As mentioned in my previous post about our inclusion and diversity journey at SUEZ, we are now a ‘disability confident’ organisation and a member of the Business Disability Forum. We are also expanding our Inclusion & Diversity network of volunteers and ambassadors who provide mutual support, encourage open discussion, and inform our policies on ethnicity, sexuality, and other issues. One of our new networks will focus on disabilities, both visible and non-visible, including dyslexia.

We are learning by listening to our employees and trying to foster a more inclusive culture informed by their perspectives. As a colleague with dyslexia who recently joined the company told us: “Starting work at any company is daunting but starting at a company with a disability increases your anxiety. However, the work of the Strategic Inclusion and Diversity Group, which includes the UK Board, is really making a difference. I was able to speak with the group’s members about my challenges with dyslexia in a safe space to enable everyone to have a better understanding. They were curious and asked questions as I had encouraged them to, and I was grateful to be given the opportunity to speak and share my lived experience. It made me feel valued and more connected.”

Aside from the ethical argument for enhancing the wellbeing of all employees, and the operational advantages from helping people perform to their best, there is also a wider business case for diversity in general. Teams that are more diverse, with a variety of aptitudes, backgrounds, viewpoints, and ways of thinking are usually more effective.

A growing body of research shows that this diversity can be a well-spring of creativity, enhancing innovation by about 20%, according to one analysis by business consultants Deloitte. Groups with a diverse make-up were also better able to spot risks and get buy-in and trust in their decisions, reducing risk by some 30% as a result.

Another study – of 500 of the top publicly listed companies in the US – reinforced the view that “diverse and inclusive cultures give companies a competitive edge”. The top 20 most diverse companies outperformed the least diverse firms on both share price and operating results over both five and 10-year periods.

The diversity measured in the research can include gender, ethnicity, and other factors, even school or college backgrounds. (A study of venture capital firms found that the more similar the partners, the lower their investment performance – and the researchers found a dramatic difference for all dimensions of diversity).

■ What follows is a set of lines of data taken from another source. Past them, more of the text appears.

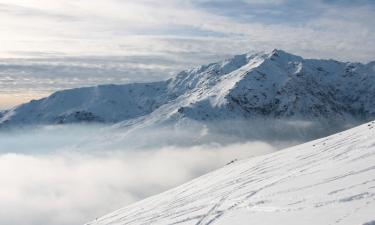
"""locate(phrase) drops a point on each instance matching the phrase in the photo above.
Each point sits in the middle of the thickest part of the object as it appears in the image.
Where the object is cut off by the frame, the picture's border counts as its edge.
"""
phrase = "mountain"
(326, 181)
(259, 85)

Neurological diversity (which was the intriguing theme of another of our webinars about living with autism) is yet another dimension. And we know from other research – not just the A-list of famous dyslexic high-achievers – that people with this condition often have other abilities they use to overcome their challenges, and this can bring a whole new way of thinking and a different aptitude to their work as individuals and teammates.

As dyslexics can excel at identifying and remembering complex images and patterns, they tend to see things holistically – the big picture, which is a strategic skill not held by all.

The association between dyslexia and creativity is well known, as so many high-profile figures in the arts are dyslexic. (Renaissance man Leonardo da Vinci was probably among their number.)

Often, they are fast problem solvers and think laterally to provide unorthodox solutions, which is great for troubleshooting and innovation.

For these and other reasons, dyslexics are more likely to be successful business-people – a third of American entrepreneurs have dyslexia.

Strategic-thinking, creative, problem-solvers – these are people we need in our ranks if we are to overcome the challenges we face to innovate, decarbonise the resource economy, and be sustainable.